Registration at Haslingfield School prior to 1900 seems to have been a somewhat haphazard arrangement. Firstly, the Head was required to record the date of registration. Unlike today, where registration usually takes place at the beginnings of terms, children turned up at any time during the year. Heads also had to record dates of birth, and it would seem that children as young as two (the Head Teacher’s own child!) and three were admitted. Some were much older – seven or eight – and had not been to school previously. Schools also had to record where pupils were re-admitted, although Haslingfield School does not seem to have been too diligent here before 1900. It appears that some students registered, perhaps didn’t take kindly at first to school, and were re-registered a year or so later.

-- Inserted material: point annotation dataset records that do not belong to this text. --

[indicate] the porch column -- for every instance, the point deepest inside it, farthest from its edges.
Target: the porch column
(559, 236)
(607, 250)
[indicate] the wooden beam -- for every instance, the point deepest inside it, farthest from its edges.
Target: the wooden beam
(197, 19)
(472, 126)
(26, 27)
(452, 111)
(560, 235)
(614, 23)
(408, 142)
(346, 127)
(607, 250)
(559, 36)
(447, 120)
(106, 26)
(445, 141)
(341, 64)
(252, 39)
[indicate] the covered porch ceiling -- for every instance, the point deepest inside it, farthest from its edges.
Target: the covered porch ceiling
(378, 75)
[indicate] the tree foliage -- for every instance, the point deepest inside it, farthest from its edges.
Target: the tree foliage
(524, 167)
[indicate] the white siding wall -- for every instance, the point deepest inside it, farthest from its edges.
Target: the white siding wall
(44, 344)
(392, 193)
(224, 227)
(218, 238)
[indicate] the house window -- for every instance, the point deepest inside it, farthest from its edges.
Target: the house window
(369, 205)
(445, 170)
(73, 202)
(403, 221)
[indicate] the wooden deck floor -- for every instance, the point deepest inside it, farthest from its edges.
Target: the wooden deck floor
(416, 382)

As well as the child’s name, the school had to record the parent’s (usually father’s) name. This reveals some prodigious fathering – Charles Butler, Reuben Hood and George Muncey each provided 11 entrants to the school in this period, and Joseph Barnard went one better, with 12. It’s interesting that it was felt necessary to note illegitimacy, although the practice seems to have ended by the end of the century. Some parents clearly could not remember the birthdays of some of their children, where only the month was recorded. Some names also provided problems for the school – a Jededdalyesse Chapman was registered in December 1878, causing a number of crossings-out in the ‘Names’ column.
The school was also required to record ‘Exemptions’ – there was one for a boy becoming a blacksmith, and another becoming a pageboy – and the previous school of a pupil. There seems to have been minimal immigration in this period, as only about twenty of the 700 or so entries record such a school.
I’m hoping to produce a complete transcription of all the Admissions Registers up to1980, and post it on the website some time next year.